SCREEN | Witnessing '76 Days' Locked Down in Wuhan

"I will never forget."
Hao Wu Weixi Chen | 76 Days
MTV Documentary Films
76 Days, a very stark but stunning documentary about the early days of the COVID-19 pandemic, captures the obstacles against human resilience in the quickly escalating battle to contain the spread of the coronavirus disease at Wuhan Red Cross Hospital in China. Directed by New York-based Chinese-American filmmaker Hao Wu from Weixi Chen and an anonymous third director who gathered the harrowing frontline footage featured, the stripped-down film is almost unbelievable in its immediacy and intimacy.

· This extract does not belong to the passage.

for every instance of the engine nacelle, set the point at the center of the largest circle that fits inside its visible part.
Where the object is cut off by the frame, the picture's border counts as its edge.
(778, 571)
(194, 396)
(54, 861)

How the documentary tells indelible human stories during the pandemic bears witness to the cycles of tragic death and hopeful rebirth in a city under a 76-day lockdown. Consisting entirely of in-the-moment video edited together with no narration, interviews, news clips, or other linking editorial techniques, 76 Days transports you fully into the growing crisis through its unprecedented access documenting doctors, nurses, patients, caregivers, and hospital staff struggling to contain and treat the crisis.

It's truly astonishing how the filmmakers were able to capture so many profound moments of pure humanity as modern history was unfolding in front of the subjects all told guerilla-style. How the frontline workers act out of compassion and patience in the most trying of circumstances feels beyond powerful.

What's so remarkable about 76 Days is its humanity and the incredible first-hand portraits captured. Everyone featured feels both anonymous and closely personal in their depiction. It puts very clear faces to the disease and China's fractured initial response during its winter lockdown.

76 Days screened virtually at the 2020 Vancouver International Film Festival online. It's available to stream on Paramount+ and through various digital platforms.